Exact Linear Attention
Pith reviewed 2026-05-21 08:39 UTC · model grok-4.3
The pith
Exact Linear Attention uses kernel decomposition to compute Transformer attention in linear time without approximation errors.
A machine-rendered reading of the paper's core claim, the machinery that carries it, and where it could break.
Core claim
Exact Linear Attention works by exploiting the property that certain kernel functions allow the attention scores to be computed through associative operations that reduce to linear passes over the input sequence. The paper specifies three such kernels—the Hadamard exponential, summation squared Euclidean distance, and subtraction squared Euclidean distance—each chosen to be non-negative, to distinguish inputs clearly, and to carry geometric meaning. These choices remove the need for any approximation while directly tackling the problems of unstable gradients and diluted attention weights that appear in earlier linear attention designs.
What carries the argument
The exact decomposition property of kernel functions that rewrites the attention matrix as the product of two separate linear transformations accumulated over the sequence.
If this is right
- Decoding runs up to six times faster with seventy-five percent less key-value cache memory than full attention.

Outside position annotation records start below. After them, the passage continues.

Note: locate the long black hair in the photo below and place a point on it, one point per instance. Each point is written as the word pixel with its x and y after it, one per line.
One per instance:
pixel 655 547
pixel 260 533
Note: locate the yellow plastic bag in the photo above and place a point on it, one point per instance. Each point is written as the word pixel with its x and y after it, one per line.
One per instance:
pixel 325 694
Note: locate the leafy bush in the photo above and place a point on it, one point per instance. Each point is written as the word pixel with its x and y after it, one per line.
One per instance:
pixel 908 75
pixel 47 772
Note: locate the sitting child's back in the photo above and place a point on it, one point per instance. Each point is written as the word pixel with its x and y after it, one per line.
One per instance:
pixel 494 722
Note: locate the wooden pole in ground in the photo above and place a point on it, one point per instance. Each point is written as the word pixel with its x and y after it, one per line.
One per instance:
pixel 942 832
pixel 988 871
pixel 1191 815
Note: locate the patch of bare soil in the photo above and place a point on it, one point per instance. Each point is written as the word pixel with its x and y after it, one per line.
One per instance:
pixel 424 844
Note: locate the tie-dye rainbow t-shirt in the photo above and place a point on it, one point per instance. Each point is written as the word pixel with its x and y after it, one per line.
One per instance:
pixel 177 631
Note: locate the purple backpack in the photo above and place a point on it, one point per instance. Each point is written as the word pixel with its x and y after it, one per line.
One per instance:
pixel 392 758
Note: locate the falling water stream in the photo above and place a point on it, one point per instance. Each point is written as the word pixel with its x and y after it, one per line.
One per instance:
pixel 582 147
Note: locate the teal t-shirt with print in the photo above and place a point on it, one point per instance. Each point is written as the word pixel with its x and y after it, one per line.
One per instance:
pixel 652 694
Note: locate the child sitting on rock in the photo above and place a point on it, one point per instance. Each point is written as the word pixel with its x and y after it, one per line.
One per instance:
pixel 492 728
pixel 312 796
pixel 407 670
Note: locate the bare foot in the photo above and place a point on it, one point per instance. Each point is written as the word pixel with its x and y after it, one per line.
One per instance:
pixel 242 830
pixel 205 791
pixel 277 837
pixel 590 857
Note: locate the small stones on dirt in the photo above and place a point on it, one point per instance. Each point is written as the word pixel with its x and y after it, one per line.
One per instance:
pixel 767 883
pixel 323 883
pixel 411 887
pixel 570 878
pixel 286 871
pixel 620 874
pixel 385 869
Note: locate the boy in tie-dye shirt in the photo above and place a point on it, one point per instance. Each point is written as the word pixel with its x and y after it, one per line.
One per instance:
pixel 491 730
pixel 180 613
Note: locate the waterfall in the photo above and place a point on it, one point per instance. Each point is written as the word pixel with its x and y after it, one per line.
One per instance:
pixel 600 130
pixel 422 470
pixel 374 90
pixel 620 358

- Performance during training matches or exceeds standard attention on long contexts.
- The Memory Lobe accelerates convergence and boosts generalization.
- Vision models using the same principle gain up to 4.3 times faster inference and 7.9 times fewer parameters.
- A bias mechanism for mixture-of-experts routing increases semantic alignment and interpretability.
Where Pith is reading between the lines
- If the exactness property holds through stacked layers, much deeper models could train without special gradient techniques.
- The geometric interpretability requirement on kernels may offer a new way to analyze attention patterns in trained models.
- Applying the decomposition idea to other quadratic-cost components in neural nets could multiply the efficiency benefits.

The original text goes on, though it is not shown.